Alarm management is the application of human factors (or ‘ergonomics’) along with instrumentation engineering and systems thinking to manage the design of an alarm system to increase its usability. Most often the major usability problem is that there are too many alarms annunciated in a plant upset, commonly referred to as alarm flood (similar to an interrupt storm), since it is so similar to a flood caused by excessive rainfall input with a basically fixed drainage output capacity.
However, there can also be other problems with an alarm system such as poorly designed alarms, improperly set alarm points, ineffective annunciation, unclear alarm messages, etc. Poor alarm management is one of the leading causes of unplanned downtime, contributing to over $20B in lost production every year, and of major industrial incidents such as the one in Texas City. Developing good alarm management practices is not a discrete activity, but more of a continuous process (i.e., it is more of a journey than a destination).
Alarm problem history
From their conception, large chemical, refining, power generation, and other processing plants required the use of a control system to keep the process operating successfully and producing products. Due to the fragility of the components as compared to the process, these control systems often required a control room to protect them from the elements and process conditions. In the early days of control rooms, they used what were referred to as “panel boards” which were loaded with control instruments and indicators. These were tied to sensors located in the process streams and on the outside of process equipment. The sensors relayed their information to the control instruments via analogue signals, such as a 4-20 mA current loop in the form of twisted pair wiring. At first these systems merely yielded information, and a well-trained operator was required to make adjustments either by changing flow rates, or altering energy inputs to keep the process within its designed limits.
Alarms were added to alert the operator to a condition that was about to exceed a design limit, or had already exceeded a design limit. Additionally, Emergency Shut Down (ESD) systems were employed to halt a process that was in danger of exceeding either safety, environmental or monetarily acceptable process limits. Alarm were indicated to the operator by annunciator horns, and lights of different colours. (For instance, green lights meant OK, Yellow meant not OK, and Red meant BAD.) Panel boards were usually laid out in a manner that replicated the process flow in the plant. So instrumentation indicating operating units with the plant was grouped together for recognition sake and ease of problem solution. It was a simple matter to look at the entire panel board, and discern whether any section of the plant was running poorly. This was due to both the design of the instruments and the implementation of the alarms associated with the instruments. Instrumentation companies put a lot of effort into the design and individual layout of the instruments they manufactured. To do this they employed behavioural psychology practices which revealed how much information a human being could collect in a quick glance. More complex plants had more complex panel boards, and therefore often more human operators or controllers.

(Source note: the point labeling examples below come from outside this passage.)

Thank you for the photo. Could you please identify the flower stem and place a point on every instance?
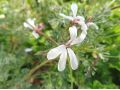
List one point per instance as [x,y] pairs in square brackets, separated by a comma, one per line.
[47,37]
[32,71]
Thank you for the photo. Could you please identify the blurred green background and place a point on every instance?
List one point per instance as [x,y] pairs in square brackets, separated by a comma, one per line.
[16,64]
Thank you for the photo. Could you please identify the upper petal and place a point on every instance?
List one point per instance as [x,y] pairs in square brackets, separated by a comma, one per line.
[62,60]
[73,32]
[74,9]
[27,25]
[80,38]
[83,26]
[53,53]
[73,59]
[31,22]
[36,35]
[81,18]
[66,17]
[92,24]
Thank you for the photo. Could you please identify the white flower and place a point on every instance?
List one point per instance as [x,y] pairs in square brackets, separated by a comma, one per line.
[63,50]
[74,9]
[30,23]
[81,21]
[28,50]
[84,28]
[2,16]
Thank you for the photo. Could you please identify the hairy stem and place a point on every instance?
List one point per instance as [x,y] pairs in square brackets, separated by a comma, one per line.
[32,71]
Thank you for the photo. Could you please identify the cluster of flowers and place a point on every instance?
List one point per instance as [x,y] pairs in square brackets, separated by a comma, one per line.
[64,49]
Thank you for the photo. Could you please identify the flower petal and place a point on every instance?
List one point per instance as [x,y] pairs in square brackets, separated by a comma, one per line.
[73,32]
[66,17]
[36,35]
[73,59]
[80,38]
[92,24]
[53,53]
[74,9]
[31,22]
[62,60]
[81,18]
[27,25]
[28,50]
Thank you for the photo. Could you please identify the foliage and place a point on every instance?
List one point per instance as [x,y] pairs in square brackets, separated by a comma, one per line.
[98,55]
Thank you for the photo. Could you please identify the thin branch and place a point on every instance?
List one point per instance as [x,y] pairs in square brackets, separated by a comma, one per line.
[115,7]
[32,71]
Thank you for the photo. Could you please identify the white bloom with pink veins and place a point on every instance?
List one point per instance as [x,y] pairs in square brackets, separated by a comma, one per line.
[81,21]
[74,9]
[30,23]
[63,50]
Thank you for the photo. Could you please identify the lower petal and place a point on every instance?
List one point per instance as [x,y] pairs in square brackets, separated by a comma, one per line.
[36,35]
[53,53]
[73,59]
[62,61]
[66,17]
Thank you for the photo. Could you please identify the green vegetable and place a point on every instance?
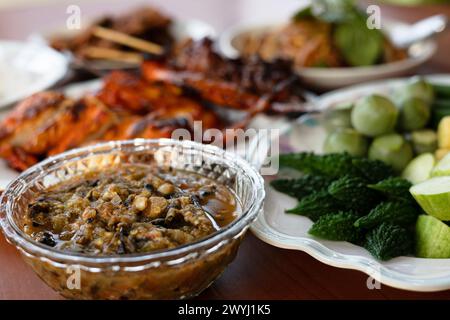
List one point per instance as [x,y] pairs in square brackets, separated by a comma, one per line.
[442,168]
[336,165]
[372,170]
[359,45]
[433,195]
[441,104]
[346,140]
[337,226]
[316,205]
[374,115]
[392,149]
[301,187]
[400,213]
[331,165]
[327,10]
[388,241]
[338,117]
[419,169]
[424,141]
[441,91]
[353,193]
[304,13]
[414,114]
[395,188]
[432,238]
[417,87]
[437,114]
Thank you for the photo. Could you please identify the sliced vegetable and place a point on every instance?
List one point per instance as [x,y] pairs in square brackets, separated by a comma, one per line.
[420,168]
[433,195]
[424,141]
[337,226]
[444,133]
[442,168]
[388,241]
[432,238]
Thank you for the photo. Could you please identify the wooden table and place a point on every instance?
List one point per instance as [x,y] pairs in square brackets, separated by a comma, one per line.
[260,271]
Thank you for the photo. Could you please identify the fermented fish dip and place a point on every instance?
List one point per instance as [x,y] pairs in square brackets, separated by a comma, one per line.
[129,209]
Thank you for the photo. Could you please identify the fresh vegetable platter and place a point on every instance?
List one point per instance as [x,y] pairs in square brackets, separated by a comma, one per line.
[287,223]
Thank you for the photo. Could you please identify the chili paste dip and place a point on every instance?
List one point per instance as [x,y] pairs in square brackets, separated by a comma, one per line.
[129,209]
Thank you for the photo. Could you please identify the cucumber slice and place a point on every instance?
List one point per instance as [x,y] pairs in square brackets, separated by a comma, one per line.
[442,168]
[432,238]
[419,168]
[424,141]
[444,133]
[433,195]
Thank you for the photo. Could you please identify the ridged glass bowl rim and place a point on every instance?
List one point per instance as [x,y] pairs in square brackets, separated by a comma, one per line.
[15,235]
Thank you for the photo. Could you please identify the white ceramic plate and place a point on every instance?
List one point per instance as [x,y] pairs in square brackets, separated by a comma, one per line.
[332,78]
[26,68]
[290,231]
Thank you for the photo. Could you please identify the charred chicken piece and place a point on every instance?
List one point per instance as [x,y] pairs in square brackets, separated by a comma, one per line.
[125,92]
[146,23]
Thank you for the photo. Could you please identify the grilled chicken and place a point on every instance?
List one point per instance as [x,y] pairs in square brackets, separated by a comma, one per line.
[251,84]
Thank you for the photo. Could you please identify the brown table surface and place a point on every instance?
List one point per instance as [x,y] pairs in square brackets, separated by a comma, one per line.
[260,271]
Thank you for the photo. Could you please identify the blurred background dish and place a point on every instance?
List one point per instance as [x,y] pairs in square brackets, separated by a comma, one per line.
[123,41]
[26,68]
[333,73]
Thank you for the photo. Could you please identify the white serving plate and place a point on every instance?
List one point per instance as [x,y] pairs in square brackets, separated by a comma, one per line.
[332,78]
[291,231]
[26,68]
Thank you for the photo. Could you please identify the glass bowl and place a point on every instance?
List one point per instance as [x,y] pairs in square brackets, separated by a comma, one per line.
[176,273]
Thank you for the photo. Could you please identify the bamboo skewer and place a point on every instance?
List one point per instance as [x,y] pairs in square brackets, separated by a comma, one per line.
[127,40]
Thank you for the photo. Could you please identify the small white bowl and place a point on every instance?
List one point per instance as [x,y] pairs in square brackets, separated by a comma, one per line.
[26,68]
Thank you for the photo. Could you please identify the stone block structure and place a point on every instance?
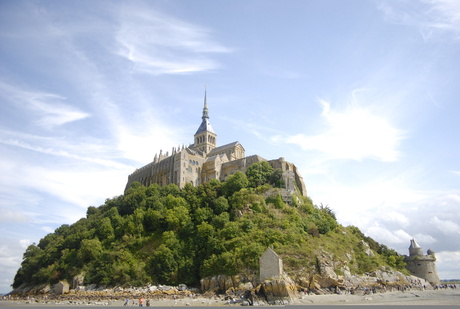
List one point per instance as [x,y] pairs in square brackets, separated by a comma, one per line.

Thus, in the early days of panel board systems, alarms were regulated by both size and cost. In essence, they were limited by the amount of available board space, and the cost of running wiring, and hooking up an annunciator (horn), indicator (light) and switches to flip to acknowledge, and clear a resolved alarm. It was often the case that if a new alarm was needed, an old one had to be given up.
As technology developed, the control system and control methods were tasked to continue to advance a higher degree of plant automation with each passing year. Highly complex material processing called for highly complex control methodologies. Also, global competition pushed manufacturing operations to increase production while using less energy, and producing less waste. In the days of the panel boards, a special kind of engineer was required to understand a combination of the electronic equipment associated with process measurement and control, the control algorithms necessary to control the process (PID basics), and the actual process that was being used to make the products. Around the mid 80’s, we entered the digital revolution. Distributed control systems (DCS) were a boon to the industry. The engineer could now control the process without having to understand the equipment necessary to perform the control functions. Panel boards were no longer required, because all of the information that once came across analogue instruments could be digitised, stuffed into a computer and manipulated to achieve the same control actions once performed with amplifiers and potentiometers.
As a side effect, that also meant that alarms were easy and cheap to configure and deploy. You simply typed in a location, a value to alarm on and set it to active. The unintended result was that soon people alarmed everything. Initial installers set an alarm at 80% and 20% of the operating range of any variable just as a habit. The integration of programmable logic controllers, safety instrumented systems, and packaged equipment controllers has been accompanied by an overwhelming increase in associated alarms. One other unfortunate part of the digital revolution was that what once covered several square yards of panel space, now had to be fit into a 17-inch computer monitor. Multiple pages of information was thus employed to replicate the information on the replaced panel board. Alarms were used to tell an operator to go look at a page he was not viewing. Alarms were used to tell an operator that a tank was filling. Every mistake made in operations usually resulted in a new alarm. With the implementation of the OSHA 1910 regulations, HAZOPS studies usually requested several new alarms. Alarms were everywhere. Incidents began to accrue as a combination of too much data collided with too little useful information.
Alarm management history
Recognizing that alarms were becoming a problem, industrial control system users banded together and formed the Alarm Management Task Force, which was a customer advisory board led by Honeywell in 1990. The AMTF included participants from chemical, petrochemical, and refining operations. They gathered and wrote a document on the issues associated with alarm management. This group quickly realised that alarm problems were simply a subset of a larger problem, and formed the Abnormal Situation Management Consortium (ASM is a registered trademark of Honeywell). The ASM Consortium developed a research proposal and was granted funding from the National Institute of Standards and Technology (NIST) in 1994. The focus of this work was addressing the complex human-system interaction and factors that influence successful performance for process operators. Automation solutions have often been developed without consideration of the human that needs to interact with the solution. In particular, alarms are intended to improve situation awareness for the control room operator, but a poorly configured alarm system does not achieve this goal.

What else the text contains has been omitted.